By R. Kent Hughes
Reviewed by Thomas Halstead
12.1 (Spring 2001) : 106-107
This is one of several volumes in the Preaching the Word series and the author is to be commended for his accurate and articulate exposition of the Gospel of John. At the beginning of the book he states his desire for preachers to experience the pleasure of God through the logos (the Word), ethos (what you are), and pathos (your passion). The commentary then is an exposition of the author’s messages as he preached them at College Church in Wheaton, Illinois. As the book jacket states, “It is an ideal resource for pastors and teachers as well as for personal Bible study.”
The commentary is much more pastoral and applicational than an exegetical verse-by-verse treatment. The chapters not only include some exegesis, but many relevant illustrations, such as Harry Ironside’s power for ministry coming from his exposure to the Word (171-72), or a poem written by the English preacher Leslie Weatherhead, which likens Christ’s love at the cross to an eternal blazing fire (126). In fact, the author lists all his illustrations in the back of the book. His discussion of a typical first-century wedding is also helpful (58-59).
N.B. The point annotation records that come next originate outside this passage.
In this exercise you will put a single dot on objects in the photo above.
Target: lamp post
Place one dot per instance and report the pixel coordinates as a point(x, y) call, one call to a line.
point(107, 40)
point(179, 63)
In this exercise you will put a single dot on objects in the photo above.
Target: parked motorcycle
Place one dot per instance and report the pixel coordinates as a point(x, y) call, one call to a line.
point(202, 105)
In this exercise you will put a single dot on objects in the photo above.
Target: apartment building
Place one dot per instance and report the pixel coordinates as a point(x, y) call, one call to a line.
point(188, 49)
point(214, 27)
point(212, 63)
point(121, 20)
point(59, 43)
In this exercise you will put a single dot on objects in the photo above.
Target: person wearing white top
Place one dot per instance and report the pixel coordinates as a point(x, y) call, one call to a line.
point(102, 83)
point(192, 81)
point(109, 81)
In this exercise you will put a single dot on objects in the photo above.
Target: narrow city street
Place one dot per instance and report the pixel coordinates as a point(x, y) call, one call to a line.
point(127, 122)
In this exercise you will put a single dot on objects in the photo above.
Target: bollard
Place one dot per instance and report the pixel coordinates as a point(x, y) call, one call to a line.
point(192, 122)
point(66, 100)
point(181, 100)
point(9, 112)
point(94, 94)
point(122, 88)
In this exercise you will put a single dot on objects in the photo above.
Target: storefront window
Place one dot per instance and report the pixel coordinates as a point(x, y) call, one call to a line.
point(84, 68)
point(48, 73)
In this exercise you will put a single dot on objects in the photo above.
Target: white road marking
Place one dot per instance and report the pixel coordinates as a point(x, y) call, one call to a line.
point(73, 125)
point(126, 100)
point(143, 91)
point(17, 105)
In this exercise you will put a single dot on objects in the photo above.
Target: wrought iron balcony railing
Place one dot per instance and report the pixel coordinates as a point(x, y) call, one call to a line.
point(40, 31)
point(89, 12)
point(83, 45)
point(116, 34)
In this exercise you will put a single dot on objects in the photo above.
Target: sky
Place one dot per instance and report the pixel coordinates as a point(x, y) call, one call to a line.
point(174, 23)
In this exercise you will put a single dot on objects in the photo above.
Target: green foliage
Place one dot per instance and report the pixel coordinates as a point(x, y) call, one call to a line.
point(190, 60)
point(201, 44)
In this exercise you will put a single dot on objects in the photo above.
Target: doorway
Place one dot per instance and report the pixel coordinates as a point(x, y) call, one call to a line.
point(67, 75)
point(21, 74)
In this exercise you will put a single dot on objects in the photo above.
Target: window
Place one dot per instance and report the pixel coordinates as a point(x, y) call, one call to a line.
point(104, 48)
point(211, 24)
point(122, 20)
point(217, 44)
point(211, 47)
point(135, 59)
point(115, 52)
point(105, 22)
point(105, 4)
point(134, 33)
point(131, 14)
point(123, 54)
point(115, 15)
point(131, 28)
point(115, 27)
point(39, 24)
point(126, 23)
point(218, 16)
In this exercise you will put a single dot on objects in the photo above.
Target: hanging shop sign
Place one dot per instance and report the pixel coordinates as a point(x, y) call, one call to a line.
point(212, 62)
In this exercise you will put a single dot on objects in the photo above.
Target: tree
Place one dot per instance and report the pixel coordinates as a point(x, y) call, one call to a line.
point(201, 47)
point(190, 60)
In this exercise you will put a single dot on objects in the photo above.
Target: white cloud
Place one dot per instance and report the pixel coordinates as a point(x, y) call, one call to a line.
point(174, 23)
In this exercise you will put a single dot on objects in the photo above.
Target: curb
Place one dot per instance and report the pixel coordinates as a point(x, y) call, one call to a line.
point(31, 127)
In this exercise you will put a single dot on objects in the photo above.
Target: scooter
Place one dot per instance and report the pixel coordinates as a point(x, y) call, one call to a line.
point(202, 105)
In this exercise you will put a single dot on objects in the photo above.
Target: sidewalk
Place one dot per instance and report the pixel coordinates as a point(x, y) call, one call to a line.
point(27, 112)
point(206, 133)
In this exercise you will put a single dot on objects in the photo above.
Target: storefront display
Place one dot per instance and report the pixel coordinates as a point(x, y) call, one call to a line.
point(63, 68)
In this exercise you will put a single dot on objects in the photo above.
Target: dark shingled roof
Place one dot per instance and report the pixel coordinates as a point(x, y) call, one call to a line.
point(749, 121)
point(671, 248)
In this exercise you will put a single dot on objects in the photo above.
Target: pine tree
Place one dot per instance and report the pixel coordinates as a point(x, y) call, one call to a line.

The author has sought to make the gospel one of the key thoughts in every chapter, as one can clearly see by his challenge at the end of every chapter for the reader to evaluate himself and his relationship to Christ. One cannot read this book without easily seeing the deity of Jesus Christ, and the demands He makes of man to believe in order to receive eternal life, or the consequence of not believing, which leads to eternal death. The heart of the author as well as the heart of the apostle John is that men and women believe in Jesus Christ as the God of this universe.
Though this book is not the best for an in-depth study of the Gospel of John, it offers the layman and the pastor a valuable practical understanding. It will inspire and convict as well as teach. I heartily recommend the book.